By Tisaranee Gunasekara &#8211

“Did this ever happen?” &#8211 Homer (The Iliad)

It was the defining moment of a decisive election. Mahinda Rajapaksa tries to plunge into a crowd of supporters in Akuressa to hammer a man who grabbed his hand. The video shows a visibly angry Mr. Rajapaksa, his other hand balled into a fist, prepared to take on the perpetrator of lèse majesté.

Soon following the video went viral, some Rajapaksa acolytes tried to depict the incident as a dry run for a future assassination attempt. Had the alleged finger-puller been a real or suspected enemy, he would not have escaped unscathed from the crowd. He was unharmed because the rest of the audience recognised him as a kindred spirit.

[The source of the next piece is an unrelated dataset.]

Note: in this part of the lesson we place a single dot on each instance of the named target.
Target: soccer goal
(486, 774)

Mahinda Rajapaksa Attempts To Attack UPFA SupporterMr. Rajapaksa stated that he felt fantastic pain (‘tharu penuna’ – I saw stars) when his finger was grabbed and there is no reason to doubt him. What is of relevance politically is his instinctive reaction to this injury. He did what anybody in a similar scenario would have accomplished, and attempted to pull his hand away. But his reaction did not cease there. He went a number of actions additional and did some thing most men and women, specifically these who are older and much more mature, would not have accomplished he raised his other hand threateningly and charged into the crowd to attack ‘the attacker’. Had his safety guards and supporters not dragged him away, the country would have witnessed the distinctive spectacle of its ex-president hammering an unknown man, in public.

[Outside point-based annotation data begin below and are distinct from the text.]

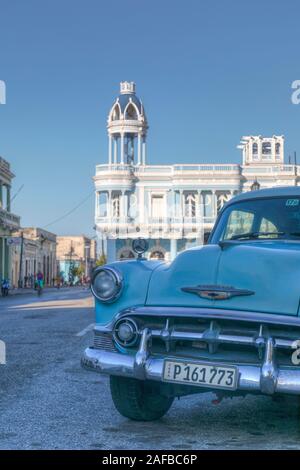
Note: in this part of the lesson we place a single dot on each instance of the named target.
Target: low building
(8, 223)
(33, 251)
(74, 252)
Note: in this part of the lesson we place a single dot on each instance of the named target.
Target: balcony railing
(9, 220)
(168, 169)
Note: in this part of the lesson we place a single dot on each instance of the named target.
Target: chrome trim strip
(216, 292)
(214, 313)
(251, 378)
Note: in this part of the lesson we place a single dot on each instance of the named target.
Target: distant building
(8, 222)
(35, 252)
(75, 251)
(172, 206)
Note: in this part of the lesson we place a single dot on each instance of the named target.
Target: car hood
(265, 276)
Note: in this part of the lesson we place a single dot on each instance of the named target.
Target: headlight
(107, 284)
(125, 332)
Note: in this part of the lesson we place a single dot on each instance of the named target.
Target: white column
(97, 203)
(110, 150)
(181, 202)
(122, 149)
(173, 248)
(109, 211)
(259, 145)
(111, 251)
(139, 149)
(122, 204)
(115, 149)
(214, 204)
(144, 150)
(273, 150)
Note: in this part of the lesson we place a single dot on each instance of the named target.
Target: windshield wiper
(254, 235)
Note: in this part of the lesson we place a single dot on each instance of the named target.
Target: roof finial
(127, 88)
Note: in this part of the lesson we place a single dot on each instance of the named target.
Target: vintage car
(223, 317)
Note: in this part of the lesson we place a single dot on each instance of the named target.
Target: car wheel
(139, 400)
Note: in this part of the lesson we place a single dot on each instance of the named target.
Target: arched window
(131, 112)
(126, 253)
(115, 116)
(116, 206)
(190, 205)
(157, 254)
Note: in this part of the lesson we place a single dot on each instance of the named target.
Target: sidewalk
(29, 290)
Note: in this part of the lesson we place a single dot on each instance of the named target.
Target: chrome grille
(103, 341)
(224, 339)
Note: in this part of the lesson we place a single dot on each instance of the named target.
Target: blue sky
(208, 72)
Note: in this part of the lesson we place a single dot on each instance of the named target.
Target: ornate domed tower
(127, 128)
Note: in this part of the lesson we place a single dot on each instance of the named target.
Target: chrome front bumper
(267, 378)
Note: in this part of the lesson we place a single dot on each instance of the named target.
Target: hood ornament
(216, 292)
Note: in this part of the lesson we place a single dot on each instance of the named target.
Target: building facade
(8, 221)
(33, 251)
(172, 206)
(73, 252)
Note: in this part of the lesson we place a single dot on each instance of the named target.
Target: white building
(170, 205)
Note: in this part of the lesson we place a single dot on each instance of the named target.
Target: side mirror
(206, 237)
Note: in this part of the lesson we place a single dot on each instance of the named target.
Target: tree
(77, 271)
(101, 260)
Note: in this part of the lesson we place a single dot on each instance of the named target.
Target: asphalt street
(49, 402)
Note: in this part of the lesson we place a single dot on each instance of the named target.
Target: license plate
(201, 374)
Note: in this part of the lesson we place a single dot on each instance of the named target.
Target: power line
(70, 212)
(16, 194)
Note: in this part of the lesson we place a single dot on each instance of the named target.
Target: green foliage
(101, 260)
(77, 271)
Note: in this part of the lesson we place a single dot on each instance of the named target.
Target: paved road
(48, 401)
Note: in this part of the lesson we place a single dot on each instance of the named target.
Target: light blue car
(223, 317)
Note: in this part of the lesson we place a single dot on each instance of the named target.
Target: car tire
(139, 400)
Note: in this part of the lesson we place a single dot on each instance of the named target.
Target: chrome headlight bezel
(134, 329)
(118, 279)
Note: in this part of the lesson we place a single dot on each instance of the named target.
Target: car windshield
(260, 219)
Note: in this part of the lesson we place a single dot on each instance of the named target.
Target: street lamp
(255, 185)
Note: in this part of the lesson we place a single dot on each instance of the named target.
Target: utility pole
(20, 283)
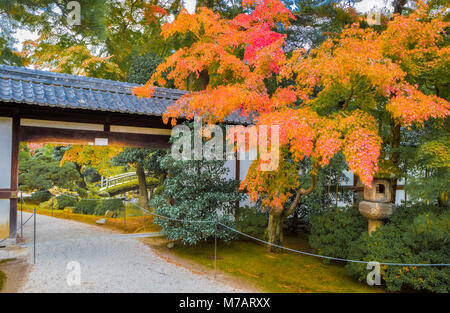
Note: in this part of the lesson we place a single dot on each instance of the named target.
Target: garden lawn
(276, 272)
(134, 224)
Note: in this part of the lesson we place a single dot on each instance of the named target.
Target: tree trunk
(151, 190)
(394, 143)
(399, 5)
(143, 196)
(275, 230)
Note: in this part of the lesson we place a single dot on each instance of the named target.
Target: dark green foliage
(65, 201)
(415, 234)
(251, 221)
(195, 190)
(333, 230)
(40, 196)
(42, 171)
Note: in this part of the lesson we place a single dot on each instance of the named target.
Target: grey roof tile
(23, 85)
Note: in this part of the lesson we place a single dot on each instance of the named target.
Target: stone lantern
(377, 204)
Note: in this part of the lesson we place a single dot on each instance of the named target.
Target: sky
(363, 7)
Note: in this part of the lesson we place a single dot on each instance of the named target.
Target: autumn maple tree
(326, 102)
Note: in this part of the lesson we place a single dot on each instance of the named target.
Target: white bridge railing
(119, 179)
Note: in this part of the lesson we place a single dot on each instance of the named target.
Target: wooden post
(14, 176)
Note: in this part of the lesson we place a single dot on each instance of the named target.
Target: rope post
(21, 215)
(215, 248)
(125, 213)
(34, 237)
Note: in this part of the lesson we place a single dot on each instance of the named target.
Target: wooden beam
(86, 137)
(14, 176)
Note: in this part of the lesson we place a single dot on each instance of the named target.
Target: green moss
(276, 272)
(2, 279)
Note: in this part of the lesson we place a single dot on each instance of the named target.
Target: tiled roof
(23, 85)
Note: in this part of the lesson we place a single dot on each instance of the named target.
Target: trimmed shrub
(47, 205)
(40, 196)
(86, 206)
(66, 201)
(251, 221)
(333, 230)
(113, 205)
(416, 234)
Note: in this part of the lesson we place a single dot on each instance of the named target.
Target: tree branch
(303, 192)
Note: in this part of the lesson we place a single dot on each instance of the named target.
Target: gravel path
(106, 264)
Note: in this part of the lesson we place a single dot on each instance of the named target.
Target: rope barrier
(19, 228)
(292, 250)
(257, 239)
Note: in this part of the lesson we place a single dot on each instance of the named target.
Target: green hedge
(130, 185)
(40, 196)
(113, 205)
(333, 229)
(99, 207)
(251, 221)
(417, 234)
(66, 201)
(413, 234)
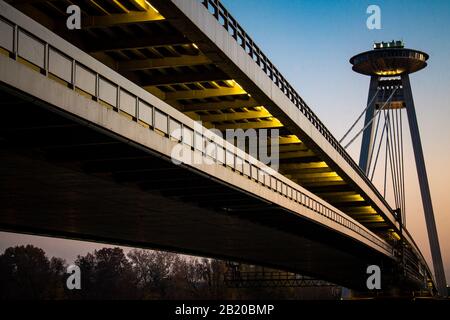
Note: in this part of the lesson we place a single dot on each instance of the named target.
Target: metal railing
(25, 40)
(217, 9)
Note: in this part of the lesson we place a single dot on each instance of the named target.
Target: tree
(153, 270)
(106, 274)
(26, 273)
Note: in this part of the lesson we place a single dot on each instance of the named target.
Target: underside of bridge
(61, 177)
(153, 44)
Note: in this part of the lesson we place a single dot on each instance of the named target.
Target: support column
(367, 140)
(424, 188)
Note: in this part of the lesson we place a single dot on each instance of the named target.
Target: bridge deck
(163, 51)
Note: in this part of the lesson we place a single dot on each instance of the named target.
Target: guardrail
(217, 9)
(25, 40)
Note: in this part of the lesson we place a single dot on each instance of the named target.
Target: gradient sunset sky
(311, 42)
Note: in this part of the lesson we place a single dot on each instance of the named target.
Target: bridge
(90, 119)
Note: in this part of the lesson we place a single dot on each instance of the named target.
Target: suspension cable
(371, 120)
(378, 151)
(359, 117)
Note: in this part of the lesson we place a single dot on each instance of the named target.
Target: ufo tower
(389, 65)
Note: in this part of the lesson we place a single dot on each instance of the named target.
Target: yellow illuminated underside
(390, 72)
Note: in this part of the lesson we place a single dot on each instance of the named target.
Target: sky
(311, 42)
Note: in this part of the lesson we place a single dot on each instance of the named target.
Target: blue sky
(311, 42)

That instinctive reaction tells a lot about Mahinda Rajapaksa, man and politician. He is a fighter, which was a single purpose he could beat Vellupillai Pirapaharan at the latter’s own game. He is, probably, a good decision for a nation at war, a country threatened by external or internal enemies. He is absolutely not a wise decision for a nation which is recovering from a extended and debilitating war, a country which is faced with the process of building a consensual peace. As Mr. Rajapaksa’s instinctive reaction to a perceived injury demonstrates, he is a man who sees threats and enemies exactly where there are none, a man who is prone to thoughtlessly violent options. That is precisely what this country does not need to have, at this historical moment.

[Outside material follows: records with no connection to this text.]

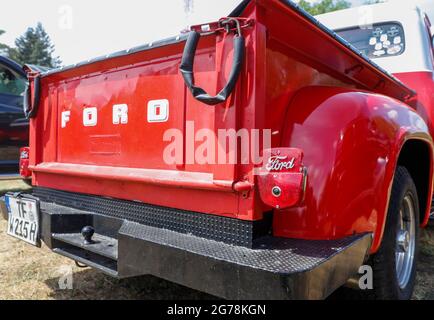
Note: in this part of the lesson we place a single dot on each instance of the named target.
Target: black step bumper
(274, 268)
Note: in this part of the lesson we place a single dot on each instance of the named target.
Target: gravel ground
(27, 272)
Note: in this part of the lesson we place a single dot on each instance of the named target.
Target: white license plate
(23, 219)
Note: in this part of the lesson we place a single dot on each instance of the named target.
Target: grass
(27, 272)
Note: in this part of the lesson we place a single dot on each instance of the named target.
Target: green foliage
(374, 1)
(34, 47)
(324, 6)
(3, 48)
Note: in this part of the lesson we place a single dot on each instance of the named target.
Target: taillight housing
(24, 163)
(282, 178)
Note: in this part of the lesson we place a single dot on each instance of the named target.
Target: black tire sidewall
(384, 262)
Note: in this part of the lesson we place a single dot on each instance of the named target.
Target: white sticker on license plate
(23, 220)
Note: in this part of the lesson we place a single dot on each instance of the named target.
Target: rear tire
(394, 265)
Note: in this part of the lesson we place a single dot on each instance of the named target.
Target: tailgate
(127, 126)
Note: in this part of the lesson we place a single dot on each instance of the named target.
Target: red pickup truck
(258, 156)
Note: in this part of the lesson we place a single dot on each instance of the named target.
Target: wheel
(394, 265)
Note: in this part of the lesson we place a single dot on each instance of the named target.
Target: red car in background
(14, 127)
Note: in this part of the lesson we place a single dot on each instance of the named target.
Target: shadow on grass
(91, 284)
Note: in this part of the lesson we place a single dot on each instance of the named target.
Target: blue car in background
(14, 127)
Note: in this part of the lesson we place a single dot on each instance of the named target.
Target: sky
(83, 29)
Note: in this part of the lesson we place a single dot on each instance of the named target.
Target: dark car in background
(14, 127)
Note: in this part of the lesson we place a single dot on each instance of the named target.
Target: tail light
(282, 178)
(24, 163)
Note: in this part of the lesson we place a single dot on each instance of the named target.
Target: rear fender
(351, 142)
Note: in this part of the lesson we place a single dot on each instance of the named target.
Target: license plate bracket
(24, 218)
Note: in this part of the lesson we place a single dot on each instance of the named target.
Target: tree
(3, 48)
(324, 6)
(34, 47)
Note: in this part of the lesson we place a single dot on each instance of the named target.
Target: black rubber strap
(187, 69)
(31, 108)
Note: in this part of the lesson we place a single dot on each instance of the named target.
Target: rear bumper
(273, 268)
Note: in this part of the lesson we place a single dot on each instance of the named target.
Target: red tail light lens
(24, 163)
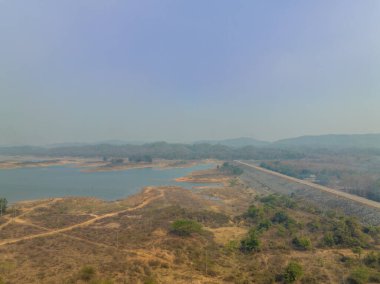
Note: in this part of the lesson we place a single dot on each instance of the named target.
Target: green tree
(359, 276)
(293, 272)
(302, 243)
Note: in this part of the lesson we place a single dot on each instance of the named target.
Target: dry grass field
(86, 240)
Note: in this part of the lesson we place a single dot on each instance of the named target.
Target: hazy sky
(93, 70)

Gratitude was theme of Mr. Rajapaksa’s 2010 presidential election campaign. An absolute majority of the electorate accepted that logic and voted him in. But Mr. Rajapaksa was a wartime leader and as such he was incapable of understanding, let alone handling, peacetime demands. He not only failed to implement political and socio-financial measures aimed at winning over the alienated Tamils. He implemented measures which infinitely exacerbated their alienation. Some measures had been strategic and sourced in his own project of familial rule and dynastic succession such as garrisoning the North. Some have been motivated by ideology, such as denying the existence of an ethnic difficulty and as a result the require for a political remedy. But really a couple of had been like his Akuressa behaviour, angry and vengeful reactions to a genuine or perceived injury. An outstanding case-in-point was banning the singing of the national anthem in Tamil this move was a reaction to the cancellation of Mr. Rajapaksa’s second Oxford Union Speech due to protests by Tamil Diaspora groups.

But perhaps the most deadly legacy of Mr. Rajapaksa’s aggressive politics was the antagonising of the Muslim neighborhood.

The Unending Search for Appropriate Enemies

For Lankan Tamils, the cruellest month had to be July. No defeat or tragedy which befell them was as universal as Black July. It was a common conflagration which spared no Tamil. Poor bottle-sellers and wealthy entrepreneurs, uneducated road-sweepers and highly certified experts, voters and politicians, Hindus and Christians, young and old, leftists and rightists, guys and females, every single Tamil was imperilled by it.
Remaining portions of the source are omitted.